Deep thoughts, random insights, and musings by Susan Jacobs

Thursday, May 05, 2005

Stopping to smell the lilacs

Spring is my favorite season, and my favorite days of spring are the ones in which the lilacs are in bloom. They are dainty, fragrant blossoms in lovely shades of purple and white. On a breezy day, you can enjoy the scent of a lilac bush from half a block away. Perhaps because Louisa May Alcott wrote a book titled “Under the Lilacs” or perhaps because Freddy Ainsforth Hill sings, “Are there lilac trees in the heart of town? .. No, they’re just on the street where you live.” in “My Fair Lady,” or because Walt Whitman makes reference to their heart-shaped leaves in “When Lilacs Last in the Dooryard Bloomed,” or maybe just because they bloom in spring, I have always considered lilacs to be old fashioned and romantic.

In college, for a screen-writing class, I wrote an “Anne of Green Gables”-inspired short script (called “Lilacs in the Park”) about a young, starry-eyed teacher who loves lilacs. It was a silly, sweet story, and maybe someday I will have an adolescent daughter who will appreciate it -- it is certainly not ready for prime time.
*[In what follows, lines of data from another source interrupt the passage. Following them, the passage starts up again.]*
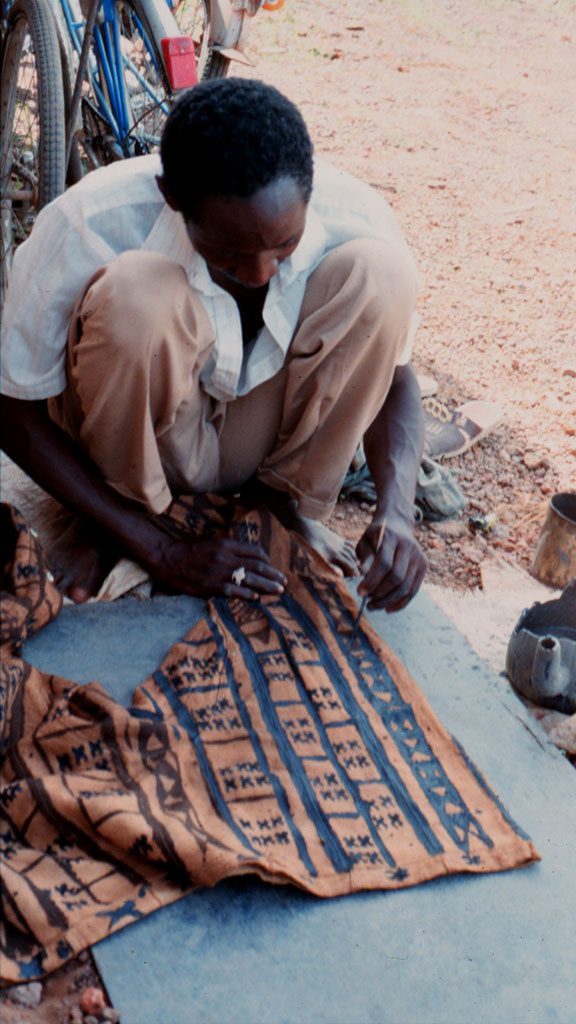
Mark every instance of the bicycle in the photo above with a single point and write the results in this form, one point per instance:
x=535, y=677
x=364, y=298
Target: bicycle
x=87, y=82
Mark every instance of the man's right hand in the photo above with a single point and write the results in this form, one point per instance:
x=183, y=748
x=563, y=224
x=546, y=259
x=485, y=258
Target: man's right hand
x=210, y=567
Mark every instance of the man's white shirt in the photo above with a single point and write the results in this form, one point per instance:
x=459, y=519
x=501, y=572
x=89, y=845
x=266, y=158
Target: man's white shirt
x=119, y=208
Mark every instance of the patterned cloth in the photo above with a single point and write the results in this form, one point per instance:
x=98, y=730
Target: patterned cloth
x=264, y=743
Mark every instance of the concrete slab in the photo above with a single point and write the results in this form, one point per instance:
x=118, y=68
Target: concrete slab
x=492, y=949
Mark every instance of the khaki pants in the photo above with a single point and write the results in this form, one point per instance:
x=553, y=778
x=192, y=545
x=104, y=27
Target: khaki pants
x=139, y=337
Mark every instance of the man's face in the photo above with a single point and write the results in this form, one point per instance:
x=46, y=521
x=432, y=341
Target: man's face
x=244, y=241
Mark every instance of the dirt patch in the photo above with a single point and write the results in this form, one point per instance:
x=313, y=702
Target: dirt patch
x=451, y=110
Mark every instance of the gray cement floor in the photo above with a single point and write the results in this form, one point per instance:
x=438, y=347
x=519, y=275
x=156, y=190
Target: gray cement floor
x=486, y=949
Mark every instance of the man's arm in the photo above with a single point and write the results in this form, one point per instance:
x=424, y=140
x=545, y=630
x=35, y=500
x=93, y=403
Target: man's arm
x=202, y=567
x=394, y=445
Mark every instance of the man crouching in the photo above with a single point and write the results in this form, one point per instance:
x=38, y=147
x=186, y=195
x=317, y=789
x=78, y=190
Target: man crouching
x=228, y=317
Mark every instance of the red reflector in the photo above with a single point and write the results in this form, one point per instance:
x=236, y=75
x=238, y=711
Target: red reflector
x=179, y=57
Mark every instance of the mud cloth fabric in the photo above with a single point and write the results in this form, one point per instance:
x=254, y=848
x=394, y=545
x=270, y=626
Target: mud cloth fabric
x=263, y=743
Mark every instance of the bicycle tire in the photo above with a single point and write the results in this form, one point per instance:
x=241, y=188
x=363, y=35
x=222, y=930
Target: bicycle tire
x=194, y=18
x=32, y=121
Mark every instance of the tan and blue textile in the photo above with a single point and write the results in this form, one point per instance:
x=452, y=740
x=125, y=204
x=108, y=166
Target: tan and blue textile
x=264, y=743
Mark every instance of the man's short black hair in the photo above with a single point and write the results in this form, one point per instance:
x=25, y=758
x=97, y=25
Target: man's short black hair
x=231, y=137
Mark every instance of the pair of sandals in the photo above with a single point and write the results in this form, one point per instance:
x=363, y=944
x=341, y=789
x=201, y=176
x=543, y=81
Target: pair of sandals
x=438, y=495
x=447, y=433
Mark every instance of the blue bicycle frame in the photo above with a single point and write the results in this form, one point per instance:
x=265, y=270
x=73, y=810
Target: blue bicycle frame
x=107, y=67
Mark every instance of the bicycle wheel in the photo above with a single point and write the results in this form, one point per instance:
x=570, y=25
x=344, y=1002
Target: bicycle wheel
x=194, y=18
x=124, y=116
x=32, y=118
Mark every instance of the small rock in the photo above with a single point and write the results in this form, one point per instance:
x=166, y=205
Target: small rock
x=451, y=529
x=92, y=1000
x=112, y=1015
x=26, y=995
x=531, y=460
x=471, y=554
x=437, y=543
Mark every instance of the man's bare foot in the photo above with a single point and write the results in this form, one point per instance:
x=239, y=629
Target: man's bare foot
x=81, y=559
x=338, y=552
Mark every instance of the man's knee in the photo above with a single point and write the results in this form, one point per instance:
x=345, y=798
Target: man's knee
x=129, y=302
x=371, y=270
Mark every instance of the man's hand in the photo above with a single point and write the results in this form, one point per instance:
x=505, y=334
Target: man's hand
x=394, y=572
x=212, y=567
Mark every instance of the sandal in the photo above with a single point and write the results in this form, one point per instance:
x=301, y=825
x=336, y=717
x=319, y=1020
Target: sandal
x=438, y=494
x=451, y=432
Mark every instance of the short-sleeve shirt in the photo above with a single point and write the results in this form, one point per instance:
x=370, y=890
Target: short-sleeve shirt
x=120, y=207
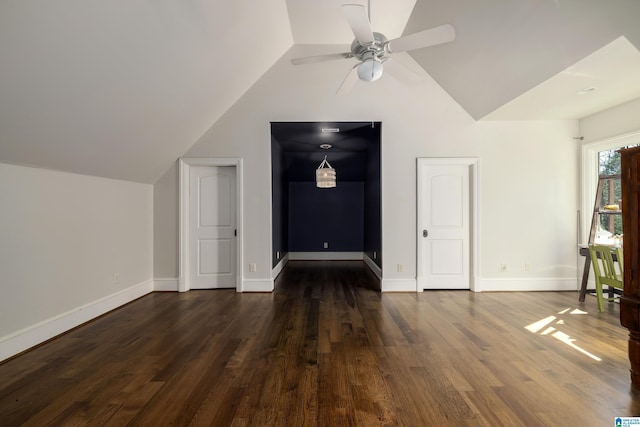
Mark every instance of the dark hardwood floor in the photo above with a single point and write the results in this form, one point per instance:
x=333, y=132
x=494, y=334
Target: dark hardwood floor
x=326, y=349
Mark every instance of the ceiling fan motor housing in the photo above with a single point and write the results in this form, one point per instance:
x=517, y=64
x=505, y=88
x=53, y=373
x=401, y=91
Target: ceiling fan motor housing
x=377, y=48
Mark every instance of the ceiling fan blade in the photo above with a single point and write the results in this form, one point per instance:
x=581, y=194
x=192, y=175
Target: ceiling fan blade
x=320, y=58
x=359, y=23
x=349, y=81
x=431, y=37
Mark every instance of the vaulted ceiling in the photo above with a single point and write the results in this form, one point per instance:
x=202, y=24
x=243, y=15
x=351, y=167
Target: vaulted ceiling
x=121, y=89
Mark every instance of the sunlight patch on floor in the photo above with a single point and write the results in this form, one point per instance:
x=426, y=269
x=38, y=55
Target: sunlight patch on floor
x=544, y=325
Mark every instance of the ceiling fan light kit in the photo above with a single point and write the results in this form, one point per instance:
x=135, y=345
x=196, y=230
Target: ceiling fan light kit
x=374, y=49
x=370, y=70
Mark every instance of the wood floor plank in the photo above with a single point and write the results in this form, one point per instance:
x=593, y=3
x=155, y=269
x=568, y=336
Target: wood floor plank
x=327, y=349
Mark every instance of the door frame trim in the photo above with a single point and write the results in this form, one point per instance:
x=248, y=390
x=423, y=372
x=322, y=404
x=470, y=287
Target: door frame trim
x=184, y=167
x=472, y=163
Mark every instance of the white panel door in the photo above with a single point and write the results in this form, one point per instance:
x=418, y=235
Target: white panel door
x=443, y=226
x=212, y=227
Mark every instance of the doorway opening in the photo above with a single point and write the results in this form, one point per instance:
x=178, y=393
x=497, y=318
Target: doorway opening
x=339, y=223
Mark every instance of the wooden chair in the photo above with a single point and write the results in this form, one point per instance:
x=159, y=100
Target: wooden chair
x=603, y=259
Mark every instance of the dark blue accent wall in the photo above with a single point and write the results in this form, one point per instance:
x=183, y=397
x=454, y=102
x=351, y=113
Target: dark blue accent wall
x=279, y=205
x=373, y=205
x=347, y=217
x=319, y=215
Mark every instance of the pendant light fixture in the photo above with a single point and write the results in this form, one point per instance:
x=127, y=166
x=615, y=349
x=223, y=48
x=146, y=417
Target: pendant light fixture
x=325, y=174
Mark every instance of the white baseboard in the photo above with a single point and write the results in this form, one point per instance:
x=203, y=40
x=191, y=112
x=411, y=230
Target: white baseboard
x=373, y=266
x=525, y=285
x=399, y=285
x=279, y=267
x=257, y=285
x=326, y=256
x=165, y=285
x=33, y=335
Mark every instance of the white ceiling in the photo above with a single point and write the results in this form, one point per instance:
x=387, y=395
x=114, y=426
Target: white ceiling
x=121, y=89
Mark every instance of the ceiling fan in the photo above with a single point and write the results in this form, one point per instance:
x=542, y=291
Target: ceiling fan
x=374, y=49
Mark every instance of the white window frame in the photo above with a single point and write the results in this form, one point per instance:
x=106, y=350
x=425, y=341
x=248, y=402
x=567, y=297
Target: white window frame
x=590, y=172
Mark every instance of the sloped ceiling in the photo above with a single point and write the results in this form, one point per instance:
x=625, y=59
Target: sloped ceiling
x=506, y=48
x=121, y=89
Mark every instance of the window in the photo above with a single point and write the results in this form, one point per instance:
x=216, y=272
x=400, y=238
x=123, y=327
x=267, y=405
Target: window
x=601, y=158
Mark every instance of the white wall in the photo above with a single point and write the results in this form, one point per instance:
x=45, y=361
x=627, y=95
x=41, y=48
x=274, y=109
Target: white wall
x=529, y=201
x=64, y=238
x=420, y=121
x=616, y=121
This year, the lilacs have been lovely, but I have had few opportunities to enjoy them because the weather has been unseasonably cold. A couple of times, I have ventured out on what I call “lilac walks” to drink in the glory of about a dozen lilac bushes within a few blocks of my apartment, but the chilly weather has masked their scent and made it uncomfortable to linger outdoors. Last evening was a tad warmer, so I wandered the streets of my neigborhood for about 45 minutes, searching out as many lilac bushes as I could find. I am fascinated by the subtle differences in the color and shape of the flowers from bush to bush, and after quite a bit of wandering, finally found a bush whose fragrance equalled my memories of the one in my grandparents’ back yard in my childhood years.

I often say that I go a tad crazy in spring, so obsessed am I with the rapid change in the landscape. I have mellowed a bit over the years, but still have to remind myself to keep my eyes on the road, instead of gazing at the dogwood trees and fiery azaleas as I drive past them. When I was a student in New York, I desperately missed the glories of spring, though I got small tastes of them in nearby parks and even tree-lined streets. Still, I am grateful to live now in place where I don’t have to search out nature, because it sits at my very doorstep.